André Kertész (Budapest, 1894) es más conocido por ser catalogado como el padre del foto-periodismo que por su trabajo experimental en la fotografía. Si bien es indiscutible su influencia en la obra de Henri-Cartier Bresson (Homing ship, 1944), Robert Doisneau (Arm in Ventilator) o Chema Madoz (Melancholic Tulip, 1939) por poner algunos ejemplos de fotógrafos que trabajaron sobre lo cotidiano y del doble sentido visual, Kertész tuvo también una faceta mucho más creativa e investigativa.
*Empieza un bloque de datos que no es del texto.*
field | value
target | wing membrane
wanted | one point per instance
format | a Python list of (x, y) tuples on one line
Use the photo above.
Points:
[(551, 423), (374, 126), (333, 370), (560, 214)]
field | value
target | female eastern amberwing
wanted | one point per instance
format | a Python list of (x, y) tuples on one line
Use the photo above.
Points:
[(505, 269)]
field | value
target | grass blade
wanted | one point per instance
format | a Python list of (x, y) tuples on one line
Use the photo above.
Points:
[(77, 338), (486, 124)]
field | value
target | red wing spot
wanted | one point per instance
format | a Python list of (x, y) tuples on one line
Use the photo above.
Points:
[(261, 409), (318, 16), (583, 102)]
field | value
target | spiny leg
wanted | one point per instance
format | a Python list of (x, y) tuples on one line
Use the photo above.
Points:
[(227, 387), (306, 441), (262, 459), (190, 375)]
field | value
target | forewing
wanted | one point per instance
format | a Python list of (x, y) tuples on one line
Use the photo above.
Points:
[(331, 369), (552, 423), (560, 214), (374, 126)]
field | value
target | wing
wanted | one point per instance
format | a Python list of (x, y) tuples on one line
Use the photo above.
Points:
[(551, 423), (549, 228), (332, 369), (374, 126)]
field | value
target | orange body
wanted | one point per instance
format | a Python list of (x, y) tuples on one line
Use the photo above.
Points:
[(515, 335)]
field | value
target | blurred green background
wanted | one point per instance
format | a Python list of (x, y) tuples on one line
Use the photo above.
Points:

Junto con fotógrafos como Robert Capa o Brassaï tuvo que emigrar del imperio austrohúngaro a la Francia de los años veinte. En París coquetea con el movimiento dadaísta y comienza a experimentar con la forma de los objetos y su composición en el espacio. Más tarde, en el New York de los cincuenta, produce una serie impecable y vanguardista de fotografías que replanteaban la manera de entender y decodificar la arquitectura de la gran manzana. Y al final de su vida, en la década de los ochenta —Cuando la Polaroid le regala una SX-70— elabora una serie de imágenes de una sofisticación y una simplicidad estética vigentes hoy más que nunca.
Pero uno de sus trabajos más inquietos (e inquietantes) es el que realizó en 1933: “Distorsiones”.
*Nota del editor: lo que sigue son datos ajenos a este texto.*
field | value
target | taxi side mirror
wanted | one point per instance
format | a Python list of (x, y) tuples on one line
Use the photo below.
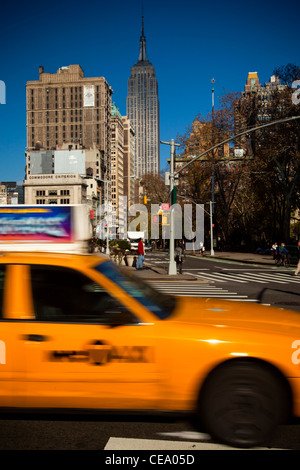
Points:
[(120, 317)]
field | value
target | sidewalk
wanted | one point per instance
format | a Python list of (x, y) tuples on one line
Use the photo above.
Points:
[(154, 272)]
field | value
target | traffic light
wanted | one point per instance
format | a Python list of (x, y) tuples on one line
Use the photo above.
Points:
[(174, 196)]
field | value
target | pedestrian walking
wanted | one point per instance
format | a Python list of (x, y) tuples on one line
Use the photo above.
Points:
[(298, 256), (179, 257), (141, 254)]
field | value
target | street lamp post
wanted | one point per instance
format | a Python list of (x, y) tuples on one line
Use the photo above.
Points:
[(212, 205), (172, 263)]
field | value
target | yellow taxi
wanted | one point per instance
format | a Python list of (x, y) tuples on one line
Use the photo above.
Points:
[(78, 332)]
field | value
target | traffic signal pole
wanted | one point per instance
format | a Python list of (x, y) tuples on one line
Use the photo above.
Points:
[(172, 263)]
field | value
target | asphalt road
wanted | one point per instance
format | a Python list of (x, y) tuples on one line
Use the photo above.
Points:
[(265, 284)]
Si bien la curiosidad por este tipo de imágenes empezó en Hungría a raíz de su famosa fotografía del hombre zambulléndose en la piscina (1917), no es hasta 1939 cuando su trabajo experimental con las distorsiones fractales le valen el reconocimiento como maestro de la luz. Mediante un juego óptico y utilizando espejos deformantes Kertész consiguió cerca de 200 imágenes únicas, en las que el cuerpo de la mujer se transforma en un bucle amorfo e imposible, un laberinto de masas escultóricas que redefinen la idea de la mujer como objeto, pero sobretodo una imaginería al servicio de la forma, con la luz como única herramienta para esculpir el cuerpo humano y el espacio que lo circunda.